And he leaned down and she up, meeting halfway for a tentative kiss that quickly went from ‘mistletoe appropriate’ to something else very quickly.

Occasionally, even before this morning's realization, he had thought about kissing her. And he'd sometimes wondered if she'd be too British, too Juliet Higgins, to truly go all in for it. As it turned out kissing her, well, it was intense as the rest of his interactions with her. Because of course it was. In fact, he'd rather thought he was past getting swept away by kissing.

Yet here he was, feeling so much and enjoying touching, brushing, pulling her close and the fact that this was the start of something. Something possible forever. Because that was what he wanted this to be. He wanted it to just keep on going. Arguing, trusting, kissing, sharing and being so very frustrated and amused for her. If he could have that for the next couple of decades he thought he might just be the luckiest person alive.

If he did get to have it...

“Wait,” he said after picking her up and setting her down on the kitchen table, suddenly remembering. “Ethan?”

“Oh I’m sure he doesn't mind,” she said, toying with the top button of his shirt.

“Maybe I do,” he said, because he had to know. “This is more than just...Christmas spirit, right?”

“Relax Magnum,” she said, reaching forward and nibbling his earlobe before whispering. “I already ended things with Ethan this morning.”

“Really?”

“Really,” she said, pulling him closer, “Now because you said an old lover’s name under the mistletoe you have to kiss me again. Mistletoe rules.”

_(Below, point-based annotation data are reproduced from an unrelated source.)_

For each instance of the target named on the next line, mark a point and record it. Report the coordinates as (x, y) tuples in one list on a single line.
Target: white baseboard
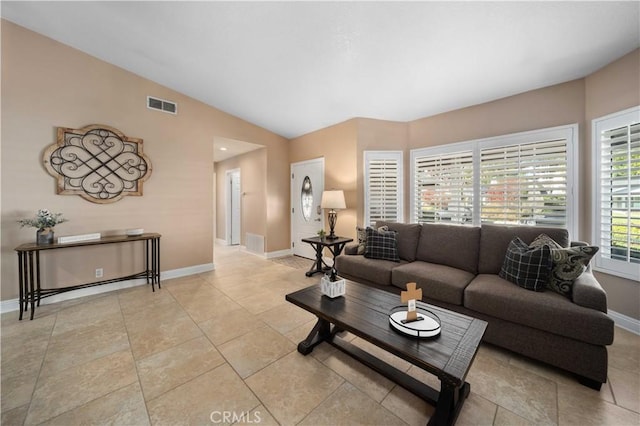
[(623, 321), (14, 304), (279, 253)]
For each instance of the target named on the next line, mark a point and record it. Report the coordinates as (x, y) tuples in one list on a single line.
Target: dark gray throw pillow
[(527, 267), (381, 245)]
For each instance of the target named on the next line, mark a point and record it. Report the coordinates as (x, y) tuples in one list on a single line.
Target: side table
[(335, 246)]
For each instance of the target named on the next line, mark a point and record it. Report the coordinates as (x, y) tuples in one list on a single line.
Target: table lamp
[(333, 200)]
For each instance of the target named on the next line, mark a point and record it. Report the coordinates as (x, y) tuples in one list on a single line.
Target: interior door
[(234, 206), (307, 218)]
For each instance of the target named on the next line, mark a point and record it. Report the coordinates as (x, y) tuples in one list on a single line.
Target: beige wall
[(338, 145), (613, 88), (45, 85), (253, 183)]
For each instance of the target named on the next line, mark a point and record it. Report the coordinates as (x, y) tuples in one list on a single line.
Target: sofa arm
[(588, 292), (351, 248)]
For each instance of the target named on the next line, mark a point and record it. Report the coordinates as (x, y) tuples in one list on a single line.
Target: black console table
[(29, 267), (335, 246)]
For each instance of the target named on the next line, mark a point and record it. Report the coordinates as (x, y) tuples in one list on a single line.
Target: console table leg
[(320, 332), (21, 282), (31, 293)]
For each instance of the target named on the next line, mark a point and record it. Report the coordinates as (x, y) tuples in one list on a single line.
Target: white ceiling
[(295, 67)]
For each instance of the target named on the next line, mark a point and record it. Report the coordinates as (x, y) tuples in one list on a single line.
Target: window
[(617, 183), (522, 179), (383, 196), (443, 188), (524, 183)]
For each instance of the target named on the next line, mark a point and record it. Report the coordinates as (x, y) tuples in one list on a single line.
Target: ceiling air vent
[(162, 105)]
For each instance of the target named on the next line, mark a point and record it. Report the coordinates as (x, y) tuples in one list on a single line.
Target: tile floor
[(220, 347)]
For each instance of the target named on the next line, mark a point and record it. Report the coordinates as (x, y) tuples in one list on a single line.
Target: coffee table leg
[(449, 404), (320, 332)]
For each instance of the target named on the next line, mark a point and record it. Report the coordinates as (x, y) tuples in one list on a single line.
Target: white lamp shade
[(333, 199)]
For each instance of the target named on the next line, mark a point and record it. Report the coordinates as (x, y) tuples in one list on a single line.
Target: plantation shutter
[(619, 181), (443, 185), (524, 184), (383, 186)]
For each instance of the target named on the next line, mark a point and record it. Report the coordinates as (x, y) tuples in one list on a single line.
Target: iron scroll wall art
[(97, 162)]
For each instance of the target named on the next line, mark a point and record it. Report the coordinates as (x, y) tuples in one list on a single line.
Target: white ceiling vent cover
[(162, 105)]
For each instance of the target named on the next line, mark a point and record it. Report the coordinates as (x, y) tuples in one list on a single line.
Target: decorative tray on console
[(427, 325)]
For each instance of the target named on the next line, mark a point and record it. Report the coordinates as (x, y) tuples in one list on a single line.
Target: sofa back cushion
[(408, 236), (450, 245), (494, 240)]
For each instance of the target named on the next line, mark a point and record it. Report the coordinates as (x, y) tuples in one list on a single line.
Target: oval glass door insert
[(306, 198)]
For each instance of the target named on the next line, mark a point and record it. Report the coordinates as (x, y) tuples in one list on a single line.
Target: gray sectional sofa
[(457, 267)]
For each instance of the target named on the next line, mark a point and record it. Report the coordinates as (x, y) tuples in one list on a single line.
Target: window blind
[(383, 186), (443, 185), (524, 184), (619, 181)]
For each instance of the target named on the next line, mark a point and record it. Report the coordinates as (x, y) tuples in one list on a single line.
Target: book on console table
[(76, 238)]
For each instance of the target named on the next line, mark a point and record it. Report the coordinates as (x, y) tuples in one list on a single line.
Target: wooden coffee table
[(364, 311)]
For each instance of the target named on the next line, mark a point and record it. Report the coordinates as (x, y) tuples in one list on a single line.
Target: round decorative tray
[(427, 325)]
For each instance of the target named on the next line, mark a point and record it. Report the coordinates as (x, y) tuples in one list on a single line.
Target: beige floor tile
[(195, 402), (411, 409), (160, 334), (17, 390), (307, 384), (368, 381), (350, 406), (260, 416), (92, 313), (255, 350), (261, 301), (84, 344), (626, 388), (222, 328), (76, 386), (526, 394), (124, 406), (23, 347), (505, 417), (285, 317), (624, 354), (581, 407), (477, 411), (14, 416), (138, 299), (207, 303), (165, 370)]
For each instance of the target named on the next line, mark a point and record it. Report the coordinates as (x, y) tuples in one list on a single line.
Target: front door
[(307, 218)]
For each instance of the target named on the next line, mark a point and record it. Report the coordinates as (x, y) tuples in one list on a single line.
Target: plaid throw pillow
[(362, 237), (568, 263), (382, 245), (527, 267)]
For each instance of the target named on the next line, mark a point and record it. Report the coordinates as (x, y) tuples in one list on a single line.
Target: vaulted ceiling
[(295, 67)]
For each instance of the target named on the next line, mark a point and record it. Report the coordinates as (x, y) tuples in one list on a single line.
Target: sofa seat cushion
[(374, 270), (408, 236), (439, 282), (450, 245), (548, 311)]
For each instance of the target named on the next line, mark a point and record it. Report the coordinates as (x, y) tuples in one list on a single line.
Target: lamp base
[(333, 218)]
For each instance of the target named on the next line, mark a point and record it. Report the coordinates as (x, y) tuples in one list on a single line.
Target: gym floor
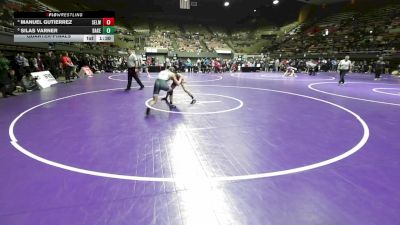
[(256, 148)]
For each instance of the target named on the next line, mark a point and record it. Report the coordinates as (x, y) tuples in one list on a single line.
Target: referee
[(344, 67), (133, 70)]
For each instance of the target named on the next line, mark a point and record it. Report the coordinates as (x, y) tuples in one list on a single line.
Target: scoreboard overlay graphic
[(95, 26)]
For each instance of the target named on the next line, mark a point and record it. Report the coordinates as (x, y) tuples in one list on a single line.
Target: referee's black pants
[(342, 74), (132, 73)]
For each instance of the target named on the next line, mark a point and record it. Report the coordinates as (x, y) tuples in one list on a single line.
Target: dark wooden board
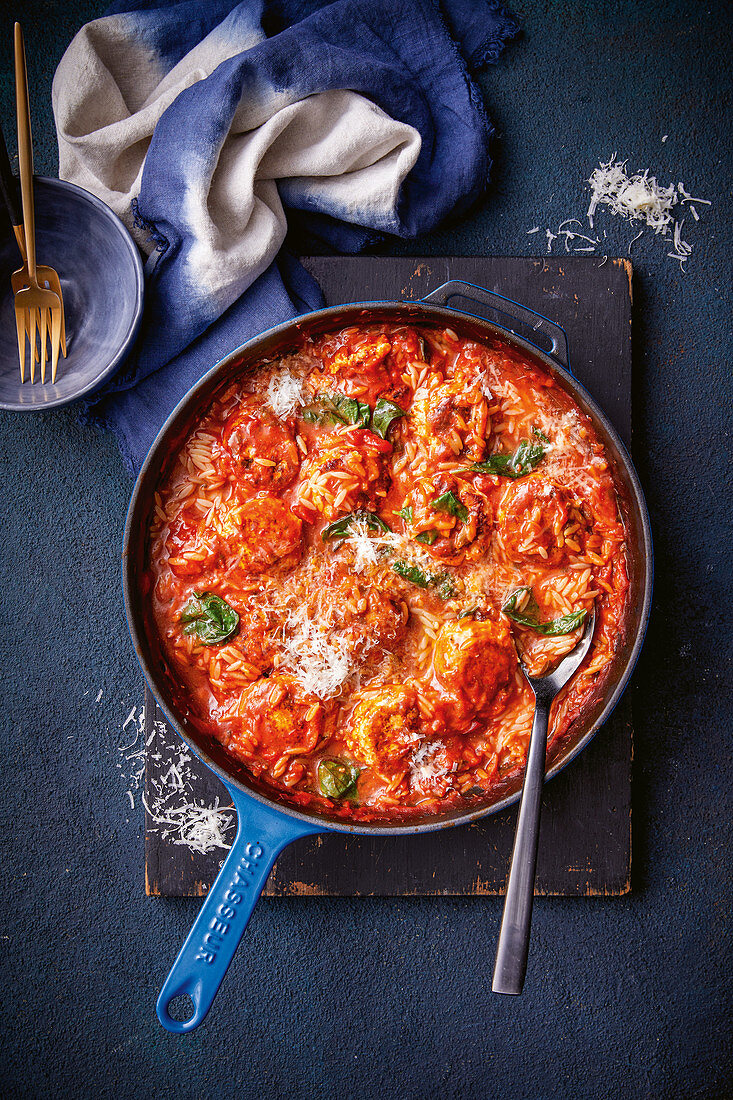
[(586, 831)]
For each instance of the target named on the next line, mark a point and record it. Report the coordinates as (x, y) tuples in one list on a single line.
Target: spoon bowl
[(513, 946)]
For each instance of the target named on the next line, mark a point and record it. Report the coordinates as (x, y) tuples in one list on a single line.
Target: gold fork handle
[(25, 152)]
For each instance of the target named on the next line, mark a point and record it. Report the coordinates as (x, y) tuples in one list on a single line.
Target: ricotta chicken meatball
[(384, 726), (346, 470), (260, 532), (540, 521), (473, 663), (274, 717), (260, 449)]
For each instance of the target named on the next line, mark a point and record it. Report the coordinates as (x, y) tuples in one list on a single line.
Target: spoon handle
[(511, 963)]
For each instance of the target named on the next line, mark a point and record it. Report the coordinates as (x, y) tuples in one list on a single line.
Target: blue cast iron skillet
[(265, 825)]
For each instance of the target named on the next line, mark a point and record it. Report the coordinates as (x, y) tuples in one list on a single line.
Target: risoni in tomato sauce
[(354, 545)]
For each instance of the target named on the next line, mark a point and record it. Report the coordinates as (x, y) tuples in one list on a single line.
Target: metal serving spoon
[(511, 963)]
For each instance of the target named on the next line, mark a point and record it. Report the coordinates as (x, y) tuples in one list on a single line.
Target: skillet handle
[(518, 319), (204, 959)]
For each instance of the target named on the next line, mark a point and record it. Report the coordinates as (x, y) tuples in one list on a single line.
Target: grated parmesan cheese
[(428, 762), (170, 801), (635, 198), (284, 394), (317, 657)]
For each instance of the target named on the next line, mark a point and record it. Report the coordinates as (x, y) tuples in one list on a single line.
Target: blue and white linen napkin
[(212, 128)]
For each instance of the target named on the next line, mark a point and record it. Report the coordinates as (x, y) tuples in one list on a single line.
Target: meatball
[(539, 521), (367, 617), (354, 354), (275, 717), (384, 726), (261, 532), (474, 661), (345, 470), (260, 449)]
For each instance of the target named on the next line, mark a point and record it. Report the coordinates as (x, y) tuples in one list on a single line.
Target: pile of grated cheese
[(636, 198), (284, 394), (171, 806)]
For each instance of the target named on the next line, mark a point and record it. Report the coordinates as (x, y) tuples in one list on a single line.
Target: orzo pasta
[(352, 546)]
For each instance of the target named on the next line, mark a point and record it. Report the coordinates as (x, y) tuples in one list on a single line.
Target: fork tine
[(31, 339), (20, 326), (63, 327), (44, 325), (56, 320)]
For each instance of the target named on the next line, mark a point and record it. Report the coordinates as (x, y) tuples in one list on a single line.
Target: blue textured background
[(381, 998)]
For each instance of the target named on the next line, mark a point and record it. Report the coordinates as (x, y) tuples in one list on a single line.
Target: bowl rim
[(204, 389), (120, 355)]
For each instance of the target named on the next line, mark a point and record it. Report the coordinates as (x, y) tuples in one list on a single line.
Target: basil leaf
[(450, 504), (524, 460), (337, 408), (210, 617), (445, 585), (337, 779), (528, 617), (384, 413), (423, 579), (339, 529)]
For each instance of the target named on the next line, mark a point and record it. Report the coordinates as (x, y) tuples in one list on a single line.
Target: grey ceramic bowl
[(101, 279)]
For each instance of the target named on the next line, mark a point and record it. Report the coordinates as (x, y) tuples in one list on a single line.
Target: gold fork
[(34, 305), (45, 275)]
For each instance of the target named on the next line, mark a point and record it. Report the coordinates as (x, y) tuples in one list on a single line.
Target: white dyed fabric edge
[(335, 150)]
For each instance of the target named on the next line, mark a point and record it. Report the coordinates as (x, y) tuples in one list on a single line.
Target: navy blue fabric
[(411, 59)]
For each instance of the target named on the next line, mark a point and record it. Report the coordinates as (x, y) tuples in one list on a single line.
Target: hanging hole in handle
[(181, 1008), (535, 333)]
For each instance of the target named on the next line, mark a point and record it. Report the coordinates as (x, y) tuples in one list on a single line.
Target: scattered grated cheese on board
[(171, 806), (636, 198)]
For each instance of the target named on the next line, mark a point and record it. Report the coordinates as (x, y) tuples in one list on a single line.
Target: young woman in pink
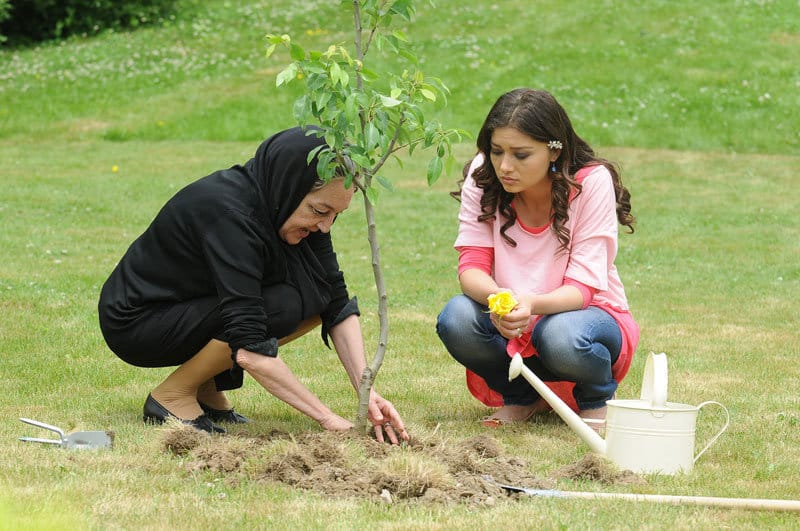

He decided not to challenge these supposed mistletoe rules or to point out they were no longer under the mistletoe, and simply did what he was told.

.

.

.

**END**

**Notes for the Chapter:**

> Might have a 'four years later' beach Christmas epilogue for this, if that's something you guys might want...


	5. Some Years Later

**Summary for the Chapter:**

> A uncooperative towel, baseball wishes, a Santa doubter and maybe a kitten?

**Notes for the Chapter:**

> So this turned into HEA fluff + extra family fluff on top, but you know, it's Christmas and that's just part of it for me so...
> 
> (Also we got a second Christmas miracle here in Sweden because it actually snowed on Christmas Day and all of boxing day was white! Now it's all melted away but still, it's been a really long time since I remember a white Christmas!)

## Epilogue

(Some Years Later, 

A few weeks before Christmas)

“You can’t just not wish for anything,” she said with a frustrated sigh, coming out of the bathroom in only a tiny towel.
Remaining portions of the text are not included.